Compartir recuerdos con familiares y amigos a medida se envejece. Compartir las experiencias, historias, sentimientos, creando nuevos lazos.

Creo que se debería dejar de ver a la fotografía como un agregado más en la lista de pendientes para el día de la boda, agrupado junto con los antifaces y serpentinas para el carnaval, o las boquitas que preceden a la cena…

¿Cuándo pasen los años, van a ser las cosas materiales de la boda las que se recuerden con cariño? ¿Va a ser el tipo de sillas o manteles que se escogieron para decorar la recepción el recuerdo preciado que se va a atesorar y transmitir de generación en generación acerca de ese gran día? ¿Y aún si así lo fuera, que es lo que va a servir para recordarlo? ¿Qué se puede hacer para revivir ese día, con todas sus emociones y momentos especiales?

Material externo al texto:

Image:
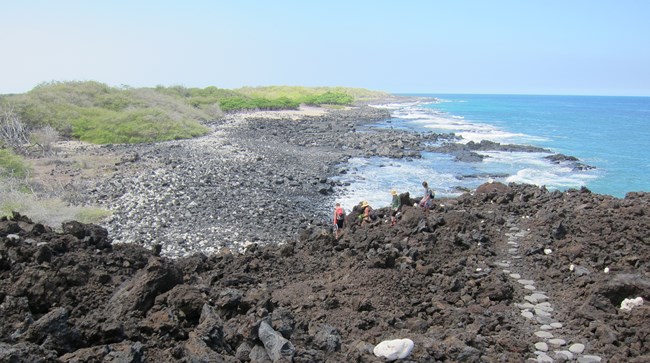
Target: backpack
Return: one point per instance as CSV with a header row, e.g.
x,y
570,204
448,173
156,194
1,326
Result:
x,y
340,216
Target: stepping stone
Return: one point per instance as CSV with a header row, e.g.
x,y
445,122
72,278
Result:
x,y
563,354
539,296
577,348
524,306
544,307
541,346
544,319
589,359
530,299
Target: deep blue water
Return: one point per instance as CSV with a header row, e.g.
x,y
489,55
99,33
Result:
x,y
609,133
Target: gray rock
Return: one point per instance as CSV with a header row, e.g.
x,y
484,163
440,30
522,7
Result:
x,y
577,348
328,339
276,346
541,346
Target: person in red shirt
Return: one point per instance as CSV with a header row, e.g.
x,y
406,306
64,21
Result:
x,y
339,219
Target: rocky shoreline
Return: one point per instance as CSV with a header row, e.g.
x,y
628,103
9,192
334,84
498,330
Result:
x,y
506,274
220,250
254,179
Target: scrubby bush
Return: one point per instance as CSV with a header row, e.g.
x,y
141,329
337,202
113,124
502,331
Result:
x,y
329,98
94,112
12,165
45,138
13,132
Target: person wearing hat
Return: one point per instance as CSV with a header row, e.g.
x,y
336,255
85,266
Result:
x,y
395,206
339,218
427,199
367,212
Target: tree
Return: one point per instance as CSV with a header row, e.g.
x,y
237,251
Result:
x,y
13,131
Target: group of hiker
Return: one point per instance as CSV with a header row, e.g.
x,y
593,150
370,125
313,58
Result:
x,y
367,215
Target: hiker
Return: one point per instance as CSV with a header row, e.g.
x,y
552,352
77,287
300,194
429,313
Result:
x,y
427,199
395,206
339,219
367,215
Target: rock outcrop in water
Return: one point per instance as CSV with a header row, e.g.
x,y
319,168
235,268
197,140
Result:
x,y
456,281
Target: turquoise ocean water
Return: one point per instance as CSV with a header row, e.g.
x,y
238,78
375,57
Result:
x,y
609,133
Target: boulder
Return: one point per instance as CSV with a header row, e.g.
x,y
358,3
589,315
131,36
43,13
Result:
x,y
394,349
276,346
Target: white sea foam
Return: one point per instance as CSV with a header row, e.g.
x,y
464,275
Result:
x,y
372,179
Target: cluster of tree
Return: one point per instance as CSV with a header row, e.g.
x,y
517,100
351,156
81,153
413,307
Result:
x,y
97,113
329,98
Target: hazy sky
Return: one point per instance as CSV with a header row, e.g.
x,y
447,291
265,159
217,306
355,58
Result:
x,y
519,46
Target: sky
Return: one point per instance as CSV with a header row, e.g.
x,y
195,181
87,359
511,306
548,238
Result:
x,y
578,47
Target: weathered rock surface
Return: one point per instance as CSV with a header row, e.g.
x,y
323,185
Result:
x,y
433,279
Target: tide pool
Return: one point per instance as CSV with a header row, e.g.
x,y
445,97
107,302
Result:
x,y
609,133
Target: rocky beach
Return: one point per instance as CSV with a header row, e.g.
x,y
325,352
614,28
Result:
x,y
220,250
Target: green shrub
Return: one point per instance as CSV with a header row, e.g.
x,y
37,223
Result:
x,y
12,164
329,98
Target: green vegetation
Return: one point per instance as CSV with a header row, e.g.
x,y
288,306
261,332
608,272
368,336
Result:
x,y
94,112
12,165
302,93
329,98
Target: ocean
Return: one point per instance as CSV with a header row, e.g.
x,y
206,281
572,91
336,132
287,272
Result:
x,y
608,133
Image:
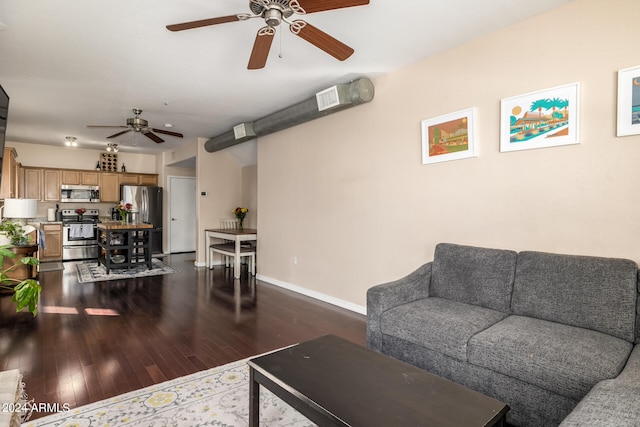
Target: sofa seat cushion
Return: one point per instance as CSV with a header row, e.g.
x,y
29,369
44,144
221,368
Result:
x,y
612,403
559,358
439,324
584,291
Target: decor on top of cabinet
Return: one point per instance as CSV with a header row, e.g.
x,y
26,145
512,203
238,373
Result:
x,y
109,162
448,137
546,118
124,209
240,213
629,101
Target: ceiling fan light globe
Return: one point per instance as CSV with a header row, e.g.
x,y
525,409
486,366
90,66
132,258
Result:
x,y
273,17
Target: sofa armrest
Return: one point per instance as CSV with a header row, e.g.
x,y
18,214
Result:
x,y
383,297
613,402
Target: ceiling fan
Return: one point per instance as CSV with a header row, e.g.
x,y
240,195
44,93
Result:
x,y
276,11
138,124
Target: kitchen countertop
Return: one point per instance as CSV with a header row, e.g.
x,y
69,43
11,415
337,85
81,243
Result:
x,y
118,225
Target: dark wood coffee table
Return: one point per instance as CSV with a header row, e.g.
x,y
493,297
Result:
x,y
334,382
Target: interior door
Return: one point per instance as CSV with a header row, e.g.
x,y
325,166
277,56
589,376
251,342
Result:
x,y
182,214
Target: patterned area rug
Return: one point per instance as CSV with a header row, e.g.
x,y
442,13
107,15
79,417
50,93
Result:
x,y
92,272
215,397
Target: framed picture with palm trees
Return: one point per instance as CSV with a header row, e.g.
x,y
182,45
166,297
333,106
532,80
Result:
x,y
545,118
629,101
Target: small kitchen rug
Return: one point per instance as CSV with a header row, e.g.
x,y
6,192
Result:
x,y
92,272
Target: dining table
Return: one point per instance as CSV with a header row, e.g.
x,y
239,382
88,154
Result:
x,y
233,234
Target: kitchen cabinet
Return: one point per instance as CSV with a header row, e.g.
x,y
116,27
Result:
x,y
41,184
32,183
9,186
138,179
109,187
51,185
80,177
53,242
148,179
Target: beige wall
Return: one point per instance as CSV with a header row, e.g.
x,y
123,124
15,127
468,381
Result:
x,y
220,176
345,202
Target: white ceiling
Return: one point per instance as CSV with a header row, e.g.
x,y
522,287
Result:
x,y
69,63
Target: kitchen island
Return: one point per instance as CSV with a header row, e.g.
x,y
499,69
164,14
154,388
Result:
x,y
124,245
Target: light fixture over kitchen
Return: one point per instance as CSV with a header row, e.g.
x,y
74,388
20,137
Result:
x,y
71,141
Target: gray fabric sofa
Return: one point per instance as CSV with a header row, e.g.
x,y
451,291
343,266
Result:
x,y
551,335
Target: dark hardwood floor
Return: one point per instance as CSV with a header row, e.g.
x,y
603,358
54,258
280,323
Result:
x,y
92,341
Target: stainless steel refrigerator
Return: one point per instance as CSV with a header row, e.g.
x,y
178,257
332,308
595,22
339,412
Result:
x,y
147,202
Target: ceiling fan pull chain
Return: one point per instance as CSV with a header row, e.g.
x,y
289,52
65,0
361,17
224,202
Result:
x,y
263,3
295,6
297,26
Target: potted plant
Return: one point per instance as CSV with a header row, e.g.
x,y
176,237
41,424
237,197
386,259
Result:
x,y
15,233
25,292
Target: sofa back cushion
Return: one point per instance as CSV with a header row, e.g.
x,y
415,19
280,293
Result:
x,y
473,275
587,292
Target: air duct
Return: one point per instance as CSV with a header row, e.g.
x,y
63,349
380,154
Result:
x,y
328,101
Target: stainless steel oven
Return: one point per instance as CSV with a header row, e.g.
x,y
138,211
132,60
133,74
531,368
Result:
x,y
79,236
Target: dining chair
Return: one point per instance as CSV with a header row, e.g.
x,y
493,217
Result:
x,y
228,250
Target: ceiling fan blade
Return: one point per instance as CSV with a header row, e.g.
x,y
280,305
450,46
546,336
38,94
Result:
x,y
167,132
261,47
105,126
119,133
202,23
311,6
321,40
152,136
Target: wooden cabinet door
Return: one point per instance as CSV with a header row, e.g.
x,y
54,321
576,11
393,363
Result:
x,y
129,178
53,242
51,185
109,187
70,177
148,179
9,188
33,183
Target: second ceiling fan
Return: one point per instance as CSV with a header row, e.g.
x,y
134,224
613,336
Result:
x,y
138,124
276,11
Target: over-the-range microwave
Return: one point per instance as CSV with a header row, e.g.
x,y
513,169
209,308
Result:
x,y
80,193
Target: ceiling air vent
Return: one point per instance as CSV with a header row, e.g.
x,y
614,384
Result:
x,y
328,98
243,131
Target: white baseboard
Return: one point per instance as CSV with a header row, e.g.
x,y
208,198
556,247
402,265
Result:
x,y
313,294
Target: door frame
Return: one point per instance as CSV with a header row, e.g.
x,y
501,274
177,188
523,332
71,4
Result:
x,y
169,222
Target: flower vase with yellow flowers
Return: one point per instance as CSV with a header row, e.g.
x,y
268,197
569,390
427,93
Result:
x,y
240,213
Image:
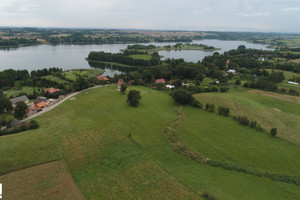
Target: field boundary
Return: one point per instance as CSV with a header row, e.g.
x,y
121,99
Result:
x,y
178,146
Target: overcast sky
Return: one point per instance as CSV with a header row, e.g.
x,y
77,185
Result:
x,y
215,15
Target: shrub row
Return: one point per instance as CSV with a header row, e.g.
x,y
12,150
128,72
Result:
x,y
248,170
32,125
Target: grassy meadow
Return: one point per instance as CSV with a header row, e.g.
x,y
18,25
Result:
x,y
114,151
90,73
267,108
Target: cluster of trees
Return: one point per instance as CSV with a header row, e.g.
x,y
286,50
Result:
x,y
182,96
15,42
246,122
123,59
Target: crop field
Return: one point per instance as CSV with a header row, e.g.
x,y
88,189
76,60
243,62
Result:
x,y
114,151
26,89
56,79
72,75
267,108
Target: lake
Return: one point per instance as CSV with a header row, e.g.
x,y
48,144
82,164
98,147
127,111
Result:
x,y
73,56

La respuesta son sus fotografías.

A pesar de que pasen los años, las imágenes del día de la boda siempre van a ser a lo que se va a recurrir para revivir esos momentos, recordar a sus seres queridos, transmitir historias. Siempre se va a recurrir a esas fotos que a lo mejor hoy por hoy se perciben con la misma o menor importancia que un pastel o un juego de luces.

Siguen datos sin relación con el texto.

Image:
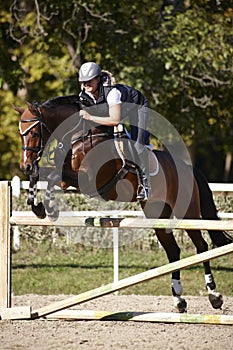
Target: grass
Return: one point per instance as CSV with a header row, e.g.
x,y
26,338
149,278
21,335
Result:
x,y
42,268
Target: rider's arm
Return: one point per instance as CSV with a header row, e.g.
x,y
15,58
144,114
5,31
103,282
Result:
x,y
114,102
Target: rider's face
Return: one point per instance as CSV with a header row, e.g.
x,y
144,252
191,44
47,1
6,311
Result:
x,y
91,85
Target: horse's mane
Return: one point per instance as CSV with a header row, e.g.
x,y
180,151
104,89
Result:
x,y
61,100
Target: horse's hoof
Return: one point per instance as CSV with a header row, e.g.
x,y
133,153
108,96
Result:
x,y
180,304
215,299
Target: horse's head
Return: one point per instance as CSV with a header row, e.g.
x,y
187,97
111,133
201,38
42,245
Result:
x,y
30,132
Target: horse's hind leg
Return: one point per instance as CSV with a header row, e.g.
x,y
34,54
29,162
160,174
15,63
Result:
x,y
168,242
201,245
172,250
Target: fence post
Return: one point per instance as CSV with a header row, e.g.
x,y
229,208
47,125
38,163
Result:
x,y
5,244
15,184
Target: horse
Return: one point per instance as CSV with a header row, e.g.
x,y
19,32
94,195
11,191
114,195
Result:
x,y
89,157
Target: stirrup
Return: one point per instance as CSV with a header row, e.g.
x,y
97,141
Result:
x,y
144,193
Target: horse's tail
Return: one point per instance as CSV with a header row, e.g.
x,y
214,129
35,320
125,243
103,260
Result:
x,y
209,210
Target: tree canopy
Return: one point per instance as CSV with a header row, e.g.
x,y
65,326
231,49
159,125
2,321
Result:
x,y
177,52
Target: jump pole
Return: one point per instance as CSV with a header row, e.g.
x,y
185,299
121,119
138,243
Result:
x,y
5,245
157,317
132,280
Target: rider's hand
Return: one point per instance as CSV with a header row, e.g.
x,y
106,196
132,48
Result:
x,y
85,115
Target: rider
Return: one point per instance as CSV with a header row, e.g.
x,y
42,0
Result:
x,y
97,88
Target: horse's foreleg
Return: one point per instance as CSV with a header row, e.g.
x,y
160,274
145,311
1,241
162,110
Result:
x,y
215,297
37,209
50,204
51,207
172,250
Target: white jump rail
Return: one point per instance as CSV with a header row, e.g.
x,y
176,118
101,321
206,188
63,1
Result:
x,y
5,262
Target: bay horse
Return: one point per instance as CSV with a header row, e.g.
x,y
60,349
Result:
x,y
89,157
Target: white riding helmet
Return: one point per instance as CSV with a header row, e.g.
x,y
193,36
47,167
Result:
x,y
89,71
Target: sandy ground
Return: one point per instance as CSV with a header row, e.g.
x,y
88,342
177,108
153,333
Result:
x,y
93,335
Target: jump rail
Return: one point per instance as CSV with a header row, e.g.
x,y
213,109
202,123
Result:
x,y
5,262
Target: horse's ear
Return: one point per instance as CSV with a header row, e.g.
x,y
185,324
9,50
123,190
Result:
x,y
31,108
20,110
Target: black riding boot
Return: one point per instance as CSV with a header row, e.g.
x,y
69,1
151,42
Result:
x,y
144,190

Pero es que ese tipo de cosas materiales y palpables por las cuales se pagan en el día de la boda van a desaparecer tan pronto como se termine el evento y los invitados se vayan a sus casas. Y si bien es lindo durante el día, su relevancia se pierde como arena entre los dedos de las manos.

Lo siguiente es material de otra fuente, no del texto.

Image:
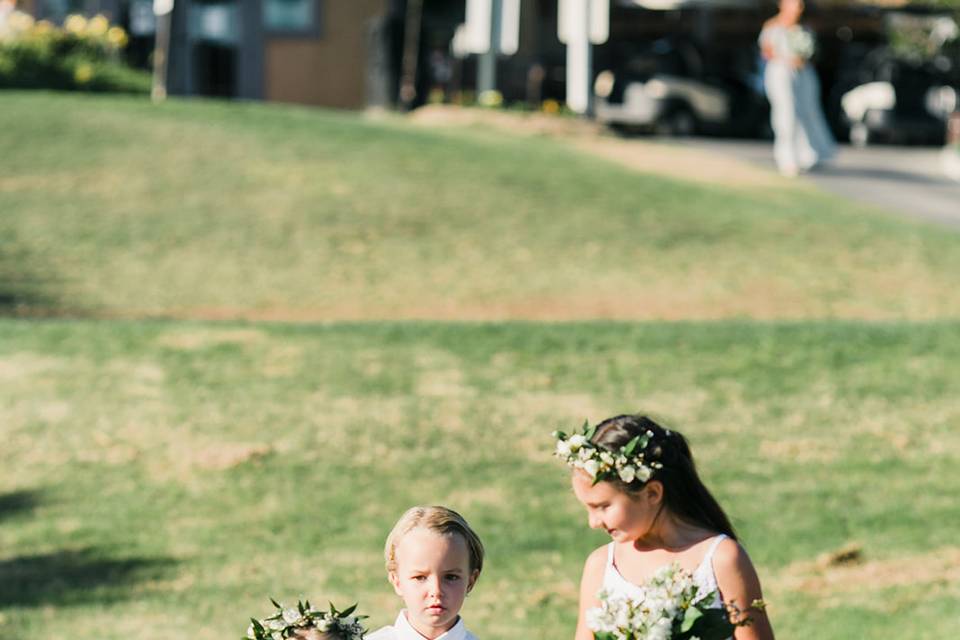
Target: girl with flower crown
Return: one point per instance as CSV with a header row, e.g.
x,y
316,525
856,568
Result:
x,y
638,482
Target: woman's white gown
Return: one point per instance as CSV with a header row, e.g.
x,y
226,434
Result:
x,y
801,136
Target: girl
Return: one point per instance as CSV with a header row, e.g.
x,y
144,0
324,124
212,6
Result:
x,y
638,483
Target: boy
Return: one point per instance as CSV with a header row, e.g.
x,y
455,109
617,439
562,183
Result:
x,y
433,561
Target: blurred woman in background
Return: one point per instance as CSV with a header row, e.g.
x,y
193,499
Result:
x,y
801,137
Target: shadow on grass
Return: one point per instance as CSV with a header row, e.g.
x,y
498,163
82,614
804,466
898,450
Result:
x,y
16,502
28,287
74,576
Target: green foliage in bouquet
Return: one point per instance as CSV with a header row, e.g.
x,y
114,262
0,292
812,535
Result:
x,y
289,622
83,55
672,607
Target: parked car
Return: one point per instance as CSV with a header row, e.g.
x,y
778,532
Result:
x,y
898,101
665,90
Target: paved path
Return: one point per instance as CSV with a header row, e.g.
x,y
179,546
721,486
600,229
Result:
x,y
907,180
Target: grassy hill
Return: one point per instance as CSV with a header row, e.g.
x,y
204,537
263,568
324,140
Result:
x,y
160,479
115,207
163,472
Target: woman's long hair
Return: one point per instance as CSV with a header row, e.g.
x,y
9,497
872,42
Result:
x,y
684,494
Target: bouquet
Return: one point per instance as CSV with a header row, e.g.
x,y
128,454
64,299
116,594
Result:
x,y
801,42
672,607
289,622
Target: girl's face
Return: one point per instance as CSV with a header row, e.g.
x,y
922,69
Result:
x,y
625,517
433,577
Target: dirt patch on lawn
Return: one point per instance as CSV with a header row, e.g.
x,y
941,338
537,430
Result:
x,y
851,574
669,160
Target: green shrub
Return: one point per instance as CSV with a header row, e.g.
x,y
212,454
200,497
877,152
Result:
x,y
83,55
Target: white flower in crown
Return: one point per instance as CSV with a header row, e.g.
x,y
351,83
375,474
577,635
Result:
x,y
628,464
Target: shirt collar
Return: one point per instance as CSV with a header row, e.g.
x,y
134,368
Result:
x,y
405,630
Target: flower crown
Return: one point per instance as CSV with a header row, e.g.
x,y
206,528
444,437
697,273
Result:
x,y
627,464
288,620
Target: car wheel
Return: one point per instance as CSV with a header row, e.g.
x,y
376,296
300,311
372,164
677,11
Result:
x,y
860,135
680,122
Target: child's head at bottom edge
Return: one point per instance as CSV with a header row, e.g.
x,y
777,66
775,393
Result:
x,y
433,561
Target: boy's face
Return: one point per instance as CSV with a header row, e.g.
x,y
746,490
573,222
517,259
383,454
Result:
x,y
433,577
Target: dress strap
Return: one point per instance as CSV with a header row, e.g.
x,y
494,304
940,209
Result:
x,y
708,559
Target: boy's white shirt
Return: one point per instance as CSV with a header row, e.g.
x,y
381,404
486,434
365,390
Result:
x,y
402,630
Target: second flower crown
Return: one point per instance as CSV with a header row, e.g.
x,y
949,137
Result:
x,y
627,464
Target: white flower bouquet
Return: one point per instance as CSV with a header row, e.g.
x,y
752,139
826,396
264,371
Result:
x,y
672,607
801,41
288,621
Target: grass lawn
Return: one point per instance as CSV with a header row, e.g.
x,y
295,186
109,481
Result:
x,y
119,208
171,456
161,479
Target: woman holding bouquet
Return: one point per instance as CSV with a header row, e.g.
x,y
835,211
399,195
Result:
x,y
801,137
674,568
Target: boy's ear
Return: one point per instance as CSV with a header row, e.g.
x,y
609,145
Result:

Por otro lado están las fotografías. De todo lo que se puede comprar el día de su boda, son lo único que adquiere valor con el tiempo. Lentamente, año a año, se vuelven más invaluables e importantes, porque van a ser el puente que sirva para recordar todo lo que tuvieron e hicieron el día de su boda cuando su memoria comience a fallar.

Van a permitirles en el futuro conectarse con quienes fueron en ese día,  y con quienes estaban acompañándolos. Van a dar evidencia de lo que se vivió, lo que importó, lo que amaron y fueron amados.

Las bodas son caras, pero en vez de ir chequeando una larga lista de cosas que en realidad significan poco a la larga, o que solo tienen que estar por estar, se debería considerar lo que de verdad importa.

En 30 años, cuando celebren su aniversario de bodas y tengan dificultad para acordarse de los nombres de quienes estaban ahí, van a ir al archivo de fotos, y observarlas una por una. Van a revivir historias, alegrías, o tal vez van a sentarse en silencio y contener lágrimas. Pero esto les va a permitir sentir nuevamente,  volver al gran día, respirar esos momentos.

Al final, esta es mi opinión personal, y si bien no me hubiera tomado el tiempo de escribir esto si no fuera un fotógrafo, igual seguiría pensando lo mismo.

Invertir en fotografía de bodas no es un lujo ni una extravagancia, porque se está invirtiendo en recuerdos, en emociones, en pruebas de lo vivido.  Creo que tener algo que nos conecte con los momentos más preciados, inesperados y felices de un día tan importante es uno de los mejores regalos que podríamos darnos a nosotros mismos.

Eso es la fotografía de bodas. Un regalo extraordinario para uno mismo.